しかし紀嫣然の目がCMに戻り、信じられないほど美しい玉千尋を見ると、紀嫣然の心に危機感が芽生えた。

「韓さん、すごいじゃないか。帝鋼の新型戦甲の代表になるなんて」張丹楓は興奮して韓森と通信し、韓森のために非常に喜んでいた。

「へへ、銀殺TSが欲しい?」韓森は笑いながら尋ねた。

「欲しいけど、七千万以上もするし、たとえ内部価格で紹介してくれても買えないよ」張丹楓は笑って言った。

「待っていろ、数日後に一台用意してやる」韓森は恩を受けたら必ず返す人だった。彼の家が没落して以来、張丹楓と張弁護士は彼らの家族をよく助けてくれた。そうでなければ、羅素蘭一人で二人の子供を育てるのは、もっと困難だっただろう。

以前、張丹楓は二つ返事で二百万の価値がある斬鋼刀を彼にくれた。当時韓森は一言の感謝も言わずに受け取ったが、使うことはなかったものの、この恩は常に心に留めていた。
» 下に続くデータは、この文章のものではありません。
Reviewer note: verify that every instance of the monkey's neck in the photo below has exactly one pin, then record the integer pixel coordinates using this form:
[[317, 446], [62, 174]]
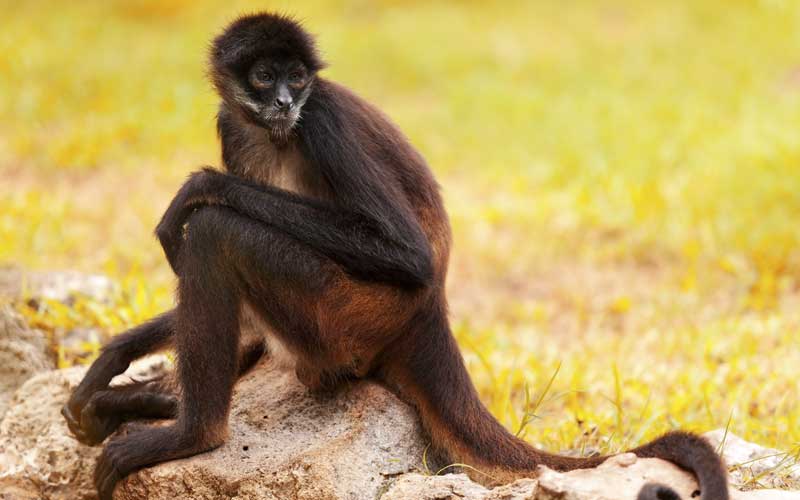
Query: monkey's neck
[[249, 150]]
二百万は今の韓森にとっては大した額ではないが、当時の張丹楓と韓森にとっては決して小さな金額ではなかった。張丹楓は自分で使わないなら、異生物の血肉と交換することもできたが、そうせずに、すぐに韓森にくれた。

「それはまずいんじゃない?」張丹楓は少し驚いた。韓森は確かに帝鋼の代表だが、帝鋼がそんな高価な銀殺TSを簡単に彼にプレゼントするはずがない。
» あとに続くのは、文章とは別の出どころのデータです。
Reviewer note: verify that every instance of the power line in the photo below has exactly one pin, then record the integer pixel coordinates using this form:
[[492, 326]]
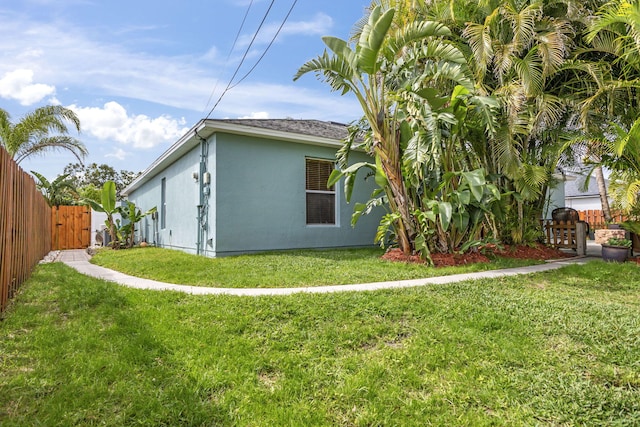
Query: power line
[[268, 46], [246, 53], [233, 46]]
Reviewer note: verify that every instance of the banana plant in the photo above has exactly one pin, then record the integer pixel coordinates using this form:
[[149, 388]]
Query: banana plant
[[131, 215], [109, 207]]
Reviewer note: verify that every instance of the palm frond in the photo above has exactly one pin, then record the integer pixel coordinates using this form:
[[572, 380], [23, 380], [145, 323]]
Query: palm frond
[[59, 142]]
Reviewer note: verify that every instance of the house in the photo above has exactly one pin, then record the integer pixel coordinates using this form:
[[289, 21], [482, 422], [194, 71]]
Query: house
[[580, 200], [239, 186]]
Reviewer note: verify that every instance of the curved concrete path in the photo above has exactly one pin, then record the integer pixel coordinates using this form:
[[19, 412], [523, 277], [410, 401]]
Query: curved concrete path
[[79, 260]]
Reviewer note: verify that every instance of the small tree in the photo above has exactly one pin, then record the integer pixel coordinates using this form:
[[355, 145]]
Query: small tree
[[121, 233], [58, 192]]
「何がまずいことがある?俺はもう二台持ってるんだ。数日後に一台用意してやる。今度兄弟で一緒に出かけたら、かっこいいだろう」韓森は笑って言った。

「気持ちは嬉しいけど、僕は戦甲の運転にはあまり興味がないんだ。今度軍校で何か良い剣術を学んだら、それを教えてくれる方が実用的だよ」張丹楓は韓森の言葉を聞いて、さっぱりと言った。

「いいよ」韓森は言った。

韓森が学校に戻ったのはすでに九月六日だった。銀殺TSの改造は彼が想像していたよりも時間がかかった。彼は学校に一日いるかいないかで、帝苑に行って帝鋼戦甲争霸戦に参加しなければならない。上位三位に入れば、もう一台の銀殺TSを獲得できる。

残念ながら、帝鋼戦甲争霸戦の賞品である銀殺TSには帝鋼の終身無料メンテナンスサービスがなく、通常の銀殺TSと同じだった。